Each year, we send the student Assistant Conductor of the University Chamber Choir off into the thronging embrace of the annual Association of British Choral Directors convention; this year, trumpeter, conductor, this year’s Music Society President, third-year Music Scholar Joe Prescott, headed off to Manchester; here, he reflects on time well spent…
Time flies when you are a student, particularly a student with an active Music Department, such as the one at the University of Kent. As I sat on the train heading north for ABCD Choral Directors’ Convention, it only seemed like yesterday that I was making the same journey west to Cardiff last year. Stepping out on to the platform at Manchester Piccadilly, I strode off in search of the venue this year, the prestigious Royal Northern College of Music.
Meeting old friends from all over the country was a great start to the evening, swapping musical notes and anecdotes! However, there was to be no slacking as following a brief introduction and the statutory issuing of badges , we were straight down to business.
The first sessions were warm ups, ice breakers and a bit of revision for those new to the convention. Name games, basic conducting techniques, reminders about posture and hand shaping all helped us to relax and focus, ready for sterner tests ahead in the second session.
Here we took the song, The Long Day Closes – a four part song with words by Chorley, set in four parts by Sir Arthur Sullivan – and looked at the techniques required when conducting this piece. It is a piece that we have performed in Chamber Choir so I felt confident in volunteering to conduct. It was great to have the expert tuition and the support of the others attending to bring out the soft, gentle, flowing nature of the piece. However, I could have done with longer as I had a image in my mind of how I wanted the piece to sound!
After dinner we discussed the how to develop a repertoire to suit a community and the choral highlights that you might include.
A hearty and delicious breakfast set us up well for the second day which began with some Jazz ‘warm ups’ from Will Todd. This developed amazingly into some exploration of the Dorian mode and pentatonic scale. Always being on the lookout for good warm ups, there was one percussion- based one that I am looking forward to trying out on the Chamber Choir! Creating ‘Vocal Baths was interesting as we held on 1st,3rd,5th, 7th and 10th notes in scales – another one to try out back in Kent.
Moving to more conducting, Campion’s Never weather-beaten sail was sight-conducting for many and the Elgar, As torrents in summer, proved tricky with its unusual entries.
After lunch we moved on to looking at more unusual time signatures, which will prove very useful in the coming year. Another warm up here based on nursery rhymes proved to be excellent practice for changes in tempo, speed and style. The great thing about this course is that you are learning together, there is constant discussion about conducting styles and techniques and we are always offering advice and support to each other. As last year I expect this will carry on throughout the year through social media.
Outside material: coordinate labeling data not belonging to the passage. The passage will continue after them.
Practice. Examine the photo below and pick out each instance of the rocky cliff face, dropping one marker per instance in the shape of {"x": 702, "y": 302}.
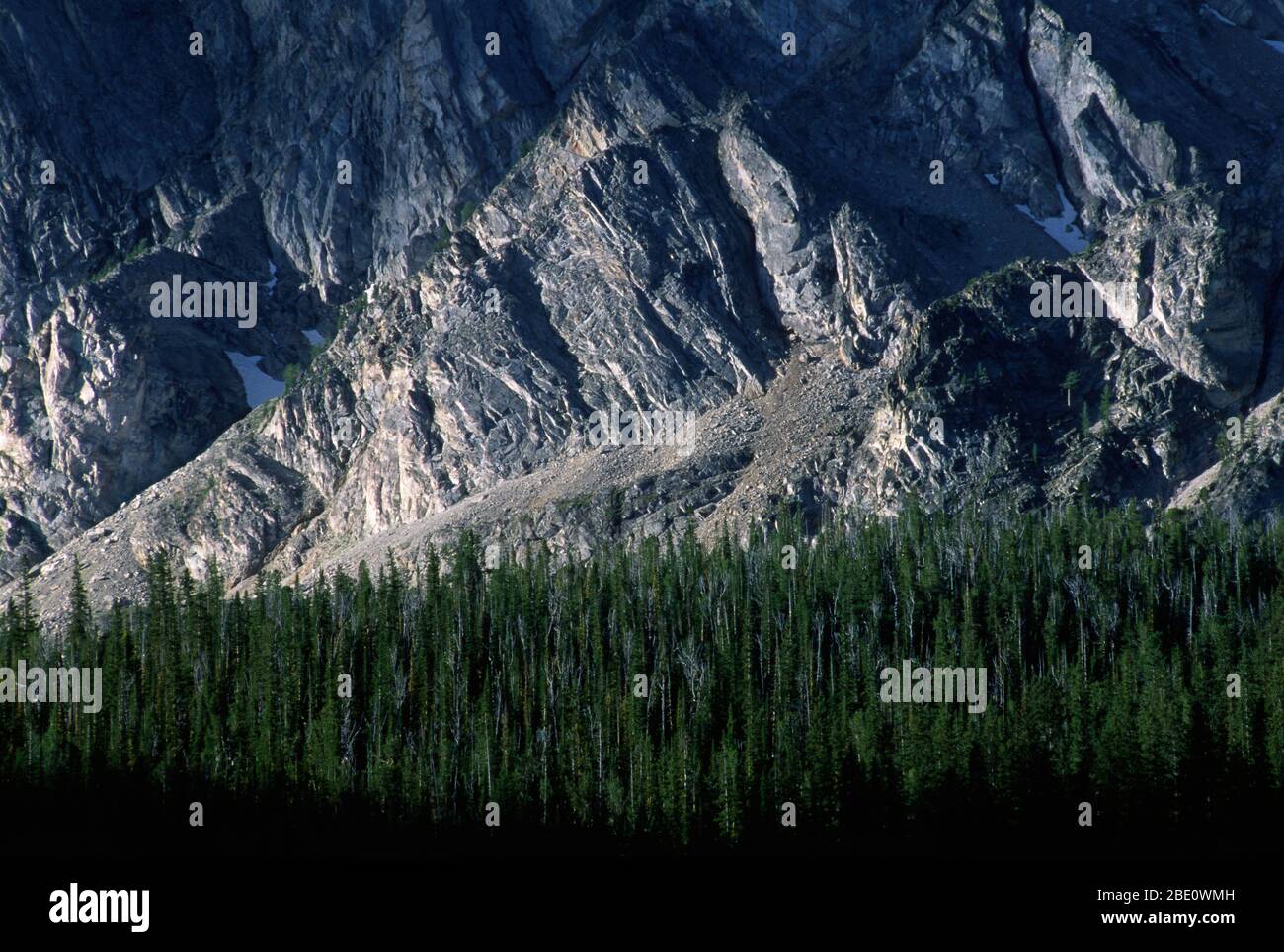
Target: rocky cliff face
{"x": 843, "y": 239}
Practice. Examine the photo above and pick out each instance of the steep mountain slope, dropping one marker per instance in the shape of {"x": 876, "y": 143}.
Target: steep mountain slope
{"x": 818, "y": 227}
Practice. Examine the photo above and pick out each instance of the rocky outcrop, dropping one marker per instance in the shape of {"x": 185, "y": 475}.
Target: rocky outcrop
{"x": 818, "y": 230}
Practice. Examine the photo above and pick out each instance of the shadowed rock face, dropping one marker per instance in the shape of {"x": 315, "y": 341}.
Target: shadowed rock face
{"x": 730, "y": 209}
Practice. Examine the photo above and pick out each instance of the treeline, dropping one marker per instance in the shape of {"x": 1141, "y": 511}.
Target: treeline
{"x": 1112, "y": 680}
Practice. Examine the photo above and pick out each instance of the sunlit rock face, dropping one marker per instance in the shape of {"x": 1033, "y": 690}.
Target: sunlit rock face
{"x": 816, "y": 230}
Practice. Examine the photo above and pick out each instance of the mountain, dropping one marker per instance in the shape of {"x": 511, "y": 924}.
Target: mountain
{"x": 850, "y": 243}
The final part of Saturday was a Gala Concert given by a young all-boy’s choir (Cambiata North West) and a group from York University, The 24. Both groups performed to a very high standard but given the nature of the weekend it was very difficult to take your eyes off the conductor and to think how you might have interpreted these pieces! Finally The Academic Student Choir of the Ural Federal University (Russia) took to the stage. A choir that had incredible power but still had great prowess and technique.
Another highlight of the convention is always the chance to look at the latest choral publications and compositions. Many of these are free or sold at a much-reduced rate and I bought a number back for use this year at Kent with Sue and Dan. [Editor’s note: hurrah!]
I was very grateful to have been given the opportunity to attend the convention once again and felt honoured to represent the University in Manchester with some of the most important choral heads in the UK; can’t wait to embark on another great year of music-making at Kent.